Ivy Walker

Personal information
- Nationality: British (English)
- Born: 22 September 1911 England

Sport
- Sport: Athletics
- Event: Sprinting
- Club: Cambridge Harriers/Metrogas ASA

Medal record
Representing Great Britain
Women's Athletics
Women's World Games
| Silver medal – second place | 1930 Prague | 4×100 metre relay |
Representing England
British Empire Games
| Silver medal – second place | 1934 London | 4×110/220 yd |

= Ivy Walker =

English athlete

Ivy Kay Walker, later Thorpe (born 22 September 1911, date of death unknown), was an English athlete who competed in the 1930 Women's World Games and the 1934 British Empire Games.

== Biography ==
Walker finished second behind Kinue Hitomi in the 220 yards event at the 1928 WAAA Championships. The following year, Walker became the national 100 yards champion after winning the British WAAA Championships title at the 1929 WAAA Championships

At the 1930 Women's World Games in Prague she was a member, along with Ethel Scott, Eileen Hiscock and Daisy Ridgley, of the British 4×100 metre relay team which won the silver medal.

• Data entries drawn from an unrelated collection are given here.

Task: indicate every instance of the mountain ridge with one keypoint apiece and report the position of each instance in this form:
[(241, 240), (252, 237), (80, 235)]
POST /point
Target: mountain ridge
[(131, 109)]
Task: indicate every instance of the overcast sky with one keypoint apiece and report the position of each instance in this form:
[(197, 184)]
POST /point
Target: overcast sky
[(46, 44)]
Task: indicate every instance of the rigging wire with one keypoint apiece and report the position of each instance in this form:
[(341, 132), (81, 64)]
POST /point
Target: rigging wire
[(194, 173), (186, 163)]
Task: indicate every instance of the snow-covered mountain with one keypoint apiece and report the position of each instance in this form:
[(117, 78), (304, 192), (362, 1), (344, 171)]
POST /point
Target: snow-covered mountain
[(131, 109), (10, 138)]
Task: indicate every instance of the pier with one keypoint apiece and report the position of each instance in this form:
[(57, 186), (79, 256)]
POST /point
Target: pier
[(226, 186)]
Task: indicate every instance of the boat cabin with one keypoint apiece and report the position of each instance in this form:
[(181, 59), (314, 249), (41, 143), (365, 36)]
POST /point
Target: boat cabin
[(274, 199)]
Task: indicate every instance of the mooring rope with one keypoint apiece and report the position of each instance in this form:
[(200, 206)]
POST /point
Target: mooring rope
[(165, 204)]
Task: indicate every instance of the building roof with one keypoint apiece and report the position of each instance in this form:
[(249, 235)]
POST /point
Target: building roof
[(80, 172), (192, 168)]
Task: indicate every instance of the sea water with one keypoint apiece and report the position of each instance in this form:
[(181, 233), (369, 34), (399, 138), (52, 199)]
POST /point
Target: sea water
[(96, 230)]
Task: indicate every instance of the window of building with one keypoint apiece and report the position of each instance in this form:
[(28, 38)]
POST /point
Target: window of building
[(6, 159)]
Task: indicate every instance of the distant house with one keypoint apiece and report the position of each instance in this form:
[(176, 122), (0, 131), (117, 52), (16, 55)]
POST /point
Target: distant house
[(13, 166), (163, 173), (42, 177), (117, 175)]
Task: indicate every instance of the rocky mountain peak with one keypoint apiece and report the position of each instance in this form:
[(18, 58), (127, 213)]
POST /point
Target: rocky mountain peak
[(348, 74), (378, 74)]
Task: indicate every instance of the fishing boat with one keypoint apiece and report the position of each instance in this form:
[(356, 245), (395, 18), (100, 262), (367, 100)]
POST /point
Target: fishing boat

Walker finished second behind Nellie Halstead in both the 100 and 220 yards events at the 1931 WAAA Championships.

At the 1934 Empire Games she was a member of the English relay team which won the silver medal in the 220-110-220-110 yards relay competition (with Eileen Hiscock, Nellie Halstead and Ethel Johnson). In the 220 yards competition she was eliminated in the heats.

Walker continued to compete and finished second behind Audrey Wade and Eileen Hiscock in the 60 metres and 100 metres events respectively at the 1935 WAAA Championships.